Elles étaient innombrables, résistantes, solidaires...
Mais elles furent... poudroyées, toutes, sans exception,
A les en dénuder d'elles-mêmes,
Jusqu'à la flamme qui les tenait vives.
 
Le roc énorme, inné, devint donc sable, fluide.
Une immatérielle ondulatoire palpitait toujours,
Un artifice d'ailleurs inconnu pour lui-même.
Jusqu'à ce qu'il trouve un frère, une soeur, un miroir,
Un identique, qui était devenu,
Bien des époques avant lui,
Ce qu'il pressentait être
Et qu'il n'avait fait que se perdre à se rêver.
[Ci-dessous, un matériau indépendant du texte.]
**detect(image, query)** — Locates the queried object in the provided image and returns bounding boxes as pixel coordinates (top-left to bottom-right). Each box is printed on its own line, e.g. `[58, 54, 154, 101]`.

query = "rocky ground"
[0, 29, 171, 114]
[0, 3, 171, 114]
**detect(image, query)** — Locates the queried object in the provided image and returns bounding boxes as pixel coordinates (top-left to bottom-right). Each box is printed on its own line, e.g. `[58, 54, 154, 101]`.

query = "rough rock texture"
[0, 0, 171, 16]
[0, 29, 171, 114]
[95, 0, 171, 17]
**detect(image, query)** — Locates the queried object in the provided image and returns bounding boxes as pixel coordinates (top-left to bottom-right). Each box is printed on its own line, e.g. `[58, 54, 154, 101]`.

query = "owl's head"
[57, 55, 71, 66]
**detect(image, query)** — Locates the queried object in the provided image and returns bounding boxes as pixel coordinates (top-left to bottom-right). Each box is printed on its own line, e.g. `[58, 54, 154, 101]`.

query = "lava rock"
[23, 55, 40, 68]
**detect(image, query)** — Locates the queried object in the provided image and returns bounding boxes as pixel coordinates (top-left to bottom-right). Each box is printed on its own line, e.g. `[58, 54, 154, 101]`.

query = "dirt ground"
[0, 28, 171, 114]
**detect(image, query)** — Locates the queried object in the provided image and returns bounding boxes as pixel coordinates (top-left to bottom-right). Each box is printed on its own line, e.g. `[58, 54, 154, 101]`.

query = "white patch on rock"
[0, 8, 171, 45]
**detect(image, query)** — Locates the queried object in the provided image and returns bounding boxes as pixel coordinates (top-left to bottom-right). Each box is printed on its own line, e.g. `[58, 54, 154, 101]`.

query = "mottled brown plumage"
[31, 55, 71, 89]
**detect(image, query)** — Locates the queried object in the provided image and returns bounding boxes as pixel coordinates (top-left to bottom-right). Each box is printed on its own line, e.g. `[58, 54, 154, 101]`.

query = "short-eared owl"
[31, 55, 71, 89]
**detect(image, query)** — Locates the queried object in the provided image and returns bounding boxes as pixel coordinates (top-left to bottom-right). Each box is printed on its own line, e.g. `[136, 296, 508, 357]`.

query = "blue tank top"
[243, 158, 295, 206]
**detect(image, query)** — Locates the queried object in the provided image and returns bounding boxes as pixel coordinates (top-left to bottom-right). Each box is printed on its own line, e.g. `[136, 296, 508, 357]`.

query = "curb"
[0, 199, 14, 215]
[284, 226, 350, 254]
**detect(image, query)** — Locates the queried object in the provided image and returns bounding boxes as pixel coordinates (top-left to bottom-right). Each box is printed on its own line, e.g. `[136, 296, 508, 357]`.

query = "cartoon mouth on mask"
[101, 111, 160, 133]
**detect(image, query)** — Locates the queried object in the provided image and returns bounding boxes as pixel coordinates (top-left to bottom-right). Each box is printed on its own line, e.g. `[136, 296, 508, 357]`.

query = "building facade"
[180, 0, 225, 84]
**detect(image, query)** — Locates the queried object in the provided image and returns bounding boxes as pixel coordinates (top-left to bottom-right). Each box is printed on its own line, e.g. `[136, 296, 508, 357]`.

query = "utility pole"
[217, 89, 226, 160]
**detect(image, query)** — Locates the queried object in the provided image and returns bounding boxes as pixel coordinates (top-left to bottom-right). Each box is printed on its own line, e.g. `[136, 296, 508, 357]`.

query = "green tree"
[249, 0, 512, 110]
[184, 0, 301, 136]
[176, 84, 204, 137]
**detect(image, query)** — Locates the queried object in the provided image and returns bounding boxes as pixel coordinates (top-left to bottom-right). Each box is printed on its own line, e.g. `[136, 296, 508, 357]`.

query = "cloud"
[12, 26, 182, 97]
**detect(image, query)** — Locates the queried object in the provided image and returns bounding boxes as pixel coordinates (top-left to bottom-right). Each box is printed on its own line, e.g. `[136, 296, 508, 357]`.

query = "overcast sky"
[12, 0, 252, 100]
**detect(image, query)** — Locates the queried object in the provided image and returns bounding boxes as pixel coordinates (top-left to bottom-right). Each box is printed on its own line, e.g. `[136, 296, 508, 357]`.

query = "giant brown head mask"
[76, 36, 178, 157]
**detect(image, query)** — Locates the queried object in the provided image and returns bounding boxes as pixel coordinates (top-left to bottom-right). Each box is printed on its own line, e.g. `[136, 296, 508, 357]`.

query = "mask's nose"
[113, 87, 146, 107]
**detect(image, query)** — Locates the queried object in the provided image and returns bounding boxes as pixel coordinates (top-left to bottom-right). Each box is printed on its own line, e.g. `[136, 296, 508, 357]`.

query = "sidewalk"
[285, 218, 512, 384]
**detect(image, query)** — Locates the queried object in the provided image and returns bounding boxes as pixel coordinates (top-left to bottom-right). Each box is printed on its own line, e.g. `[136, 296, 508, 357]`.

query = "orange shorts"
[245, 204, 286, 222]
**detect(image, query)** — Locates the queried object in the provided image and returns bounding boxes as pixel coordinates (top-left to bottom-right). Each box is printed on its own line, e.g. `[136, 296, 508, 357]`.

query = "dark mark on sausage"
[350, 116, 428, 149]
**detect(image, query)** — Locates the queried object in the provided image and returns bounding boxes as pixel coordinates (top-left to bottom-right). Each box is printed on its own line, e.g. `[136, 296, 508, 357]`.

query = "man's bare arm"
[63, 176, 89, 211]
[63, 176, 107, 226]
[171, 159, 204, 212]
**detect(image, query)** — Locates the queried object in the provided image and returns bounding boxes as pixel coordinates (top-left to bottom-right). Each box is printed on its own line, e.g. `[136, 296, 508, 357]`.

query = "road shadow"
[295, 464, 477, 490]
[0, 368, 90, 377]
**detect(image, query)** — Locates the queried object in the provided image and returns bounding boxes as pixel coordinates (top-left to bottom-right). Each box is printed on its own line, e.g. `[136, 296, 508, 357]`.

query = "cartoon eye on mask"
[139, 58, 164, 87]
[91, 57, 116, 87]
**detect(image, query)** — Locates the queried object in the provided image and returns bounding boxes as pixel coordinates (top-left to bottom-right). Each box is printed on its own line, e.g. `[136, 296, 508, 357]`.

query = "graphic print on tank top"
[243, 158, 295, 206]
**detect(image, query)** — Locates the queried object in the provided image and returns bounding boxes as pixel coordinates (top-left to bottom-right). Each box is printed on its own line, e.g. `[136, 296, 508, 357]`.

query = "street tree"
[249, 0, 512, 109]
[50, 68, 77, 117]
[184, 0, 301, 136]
Vous savez, cette sorte d'idéal de soi, infus,
Caché dans le spectacle...

Dès lors, à la rencontre de ce jumeau mort-vivant,
La Passion, la Joie, La Vie surtout, la vie, instantanément.

Et puis le silence...
Pour l'étude des yeux...
Il fallait désormais oeuvrer,
Interminablement,
Pour découvrir,
Ce qui ne fut atteint :
L'Être,
L'Être, enfin possible...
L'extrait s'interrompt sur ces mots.